The worst may soon be over for Indian equities, believes Prashant Sharma, CIO, Max New York Life Insurance. Sharma is optimistic the market will probably bottom out in the next few months and rally with the surge in global liquidity. In an interview with FE?s Ashley Coutinho, Sharma says he is hopeful that Indian policymakers will get their act together in the next six months. Excerpts:
Indian equities have stayed volatile in the past few months. Where do you see the market headed in the coming months?

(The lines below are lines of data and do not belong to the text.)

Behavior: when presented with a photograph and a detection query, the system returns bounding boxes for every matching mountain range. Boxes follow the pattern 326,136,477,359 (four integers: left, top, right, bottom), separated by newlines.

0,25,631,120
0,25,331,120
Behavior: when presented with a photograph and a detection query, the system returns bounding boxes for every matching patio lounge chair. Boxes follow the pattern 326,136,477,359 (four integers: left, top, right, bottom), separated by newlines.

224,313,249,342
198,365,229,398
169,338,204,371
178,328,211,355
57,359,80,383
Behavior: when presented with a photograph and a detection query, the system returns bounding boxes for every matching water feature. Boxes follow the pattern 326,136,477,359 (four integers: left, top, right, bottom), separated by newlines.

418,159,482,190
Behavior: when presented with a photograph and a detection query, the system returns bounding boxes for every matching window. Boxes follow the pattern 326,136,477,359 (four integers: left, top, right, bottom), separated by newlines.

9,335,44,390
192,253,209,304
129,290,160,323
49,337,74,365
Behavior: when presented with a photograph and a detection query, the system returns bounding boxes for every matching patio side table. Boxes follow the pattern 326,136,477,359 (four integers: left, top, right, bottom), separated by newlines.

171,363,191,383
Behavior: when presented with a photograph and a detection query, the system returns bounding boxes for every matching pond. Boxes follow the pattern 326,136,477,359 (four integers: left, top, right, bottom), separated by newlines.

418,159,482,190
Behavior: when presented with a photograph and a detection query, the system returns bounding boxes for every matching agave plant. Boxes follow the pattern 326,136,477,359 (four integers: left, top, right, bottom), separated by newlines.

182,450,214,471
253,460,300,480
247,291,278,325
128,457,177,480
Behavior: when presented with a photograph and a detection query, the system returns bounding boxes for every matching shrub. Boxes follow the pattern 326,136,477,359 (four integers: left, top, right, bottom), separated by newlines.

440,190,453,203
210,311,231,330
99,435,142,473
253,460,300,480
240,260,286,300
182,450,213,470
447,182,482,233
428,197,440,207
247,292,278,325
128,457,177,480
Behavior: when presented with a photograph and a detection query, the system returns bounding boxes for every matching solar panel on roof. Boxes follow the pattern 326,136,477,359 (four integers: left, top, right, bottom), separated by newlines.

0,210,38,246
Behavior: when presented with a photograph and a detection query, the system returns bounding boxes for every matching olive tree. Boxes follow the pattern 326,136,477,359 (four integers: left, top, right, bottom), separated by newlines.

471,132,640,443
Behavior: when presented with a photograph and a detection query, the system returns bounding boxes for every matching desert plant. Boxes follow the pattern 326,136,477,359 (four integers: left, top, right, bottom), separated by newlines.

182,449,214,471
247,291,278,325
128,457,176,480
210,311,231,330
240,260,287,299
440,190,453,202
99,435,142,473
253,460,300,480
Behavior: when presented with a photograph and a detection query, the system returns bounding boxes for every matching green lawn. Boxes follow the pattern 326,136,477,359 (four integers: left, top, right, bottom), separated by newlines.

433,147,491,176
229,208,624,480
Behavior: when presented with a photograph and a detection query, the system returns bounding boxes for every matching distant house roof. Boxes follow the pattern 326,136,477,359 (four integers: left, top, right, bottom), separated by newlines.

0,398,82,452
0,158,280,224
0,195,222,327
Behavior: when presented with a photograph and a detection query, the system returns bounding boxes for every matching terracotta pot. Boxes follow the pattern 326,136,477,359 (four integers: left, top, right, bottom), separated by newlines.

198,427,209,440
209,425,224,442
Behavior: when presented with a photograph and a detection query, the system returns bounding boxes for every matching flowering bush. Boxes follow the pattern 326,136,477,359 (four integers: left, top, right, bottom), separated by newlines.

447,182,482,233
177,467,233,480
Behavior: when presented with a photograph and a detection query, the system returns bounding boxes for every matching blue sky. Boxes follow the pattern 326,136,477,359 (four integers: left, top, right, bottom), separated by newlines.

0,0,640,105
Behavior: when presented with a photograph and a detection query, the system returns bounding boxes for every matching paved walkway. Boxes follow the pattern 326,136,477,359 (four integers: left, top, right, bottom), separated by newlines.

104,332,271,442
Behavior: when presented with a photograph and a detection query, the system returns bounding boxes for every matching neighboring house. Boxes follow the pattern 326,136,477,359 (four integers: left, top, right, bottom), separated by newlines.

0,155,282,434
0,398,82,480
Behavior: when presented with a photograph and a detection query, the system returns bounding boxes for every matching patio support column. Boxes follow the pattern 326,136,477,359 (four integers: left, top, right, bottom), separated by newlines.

The rally we saw in the early part of the year was not sustainable because it was due to the liquidity easing in the Western world. There was nothing that had significantly changed back home to justify the rally. In the last few months, the market has corrected significantly and the valuations have become reasonable. At this point, the market looks fairly priced because almost all the negatives have been factored in. So I don?t expect a significant downside for the market. The market will probably bottom out in the next three months. We could see a decent rally from those levels.
Is the bottom imminent?
If you take a big picture view, the Indian market has not given any returns in the last five years. We are lower than what we were in 2007 despite the growth that has happened. We could also see another round of liquidity infusion globally during some point in the year. The market will form a bottom and start rallying much before the country?s economic environment actually starts improving. Markets typically price in an improvement six to nine months before the actual economic climate improves.
How grave is the threat from Europe?
I don?t think a crisis in the euro zone will derail the market totally. Markets will correct if there is negative newsflow but the pain will mostly be short-lived as market participants have been expecting an escalation in crisis in the euro zone for some time now.
What are the key positives for Indian market?
Interest rates have peaked out, gold imports have reduced and global crude oil prices have corrected quite a bit. The rupee has seen a 20% erosion this year and is likely to slip no further than 57-58 levels. I expect the rupee to settle at the 50-52 levels in the next six to nine months, which will become the new normal for our currency.
What is your assessment of the fourth quarter results?
The overall results have been lacklustre, pretty much on expected lines. There are no significant surprises, either positive or negative. It has been that way for the last few quarters and will continue to stay that way for a few more quarters. There will be earnings downgrades but the markets will take it in their stride.
What is the way out?
We need to see some action on the policy front. Hopefully, the policy makers will get their act together in the next six months. Even if no big bang reforms are executed, small remedial measures ought to get underway. Also, I expect the RBI to cut rates because growth has slowed down and global crude oil priceshave corrected significantly. We expect another 50-100 bps rate cut over the next six-nine months.
Which are the sectors that you are betting on?
At a broader level, the markets have not gone anywhere in the last five years. We are seeing some value at the current levels, especially in beaten down stocks such as banking and infra, which have remained consistent underperformers for the last few quarters. Several stocks from the consumption and defensive packs have done exceedingly well during this period and we expect them to stop outperforming.